As a Doctor Who site which purports to value ‘tradition,’ it’s nice to see a new story come along which fits so nicely into the ‘traditional’ mode. In Capaldi’s last lap this distinction went to Empress of Mars from Mark Gatiss, who had a track record for hueing most closely to that ‘traditional’ Doctor Who mindset, predictably with varying results.
It’s the consensus of the Tour Supremos that (so far) The Witchfinders, even in a Series of stand-alone stories, fits most neatly into that spot. The Doctor and ‘fam’ get in, get to know the locals a bit, and then find and defeat the (usually alien) threat, and then get out. The fun, and Doctor Who’s great strength, is all of the variations that can be had along the way. A pseudo-historical, and The Witchfinders is the third one in eight so far this Series, is a tried and true story vein for this.

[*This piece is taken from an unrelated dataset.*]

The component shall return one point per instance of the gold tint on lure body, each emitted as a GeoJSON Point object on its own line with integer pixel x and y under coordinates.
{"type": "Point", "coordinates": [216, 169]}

‘Best’ of all we add hesitantly, the Morax are just straight-up villains, imprisoned and, since being accidentally released, bent on out-and-out vengeance and world domination. There’s no misunderstanding or variant within. And that’s okay. This Series has been undergirded by subtle twists of either intent or misdirection about the source, and subsequent, solution to the problem the plot presents. The feint in The Witchfinders is that there is no feint, and there’s something cheerfully satisfying about that.
Of course, upon the reveal of the Morax Queen, we also thought of the ‘wood queen’ from Knock Knock, but the gargantuan plot holes which doomed that story and sent it to the bottom of our Series 10 Dynamic Ratings were not present in The Witchfinders, where (to date) it has settled into the top half of our Series 11 Dynamic Ratings.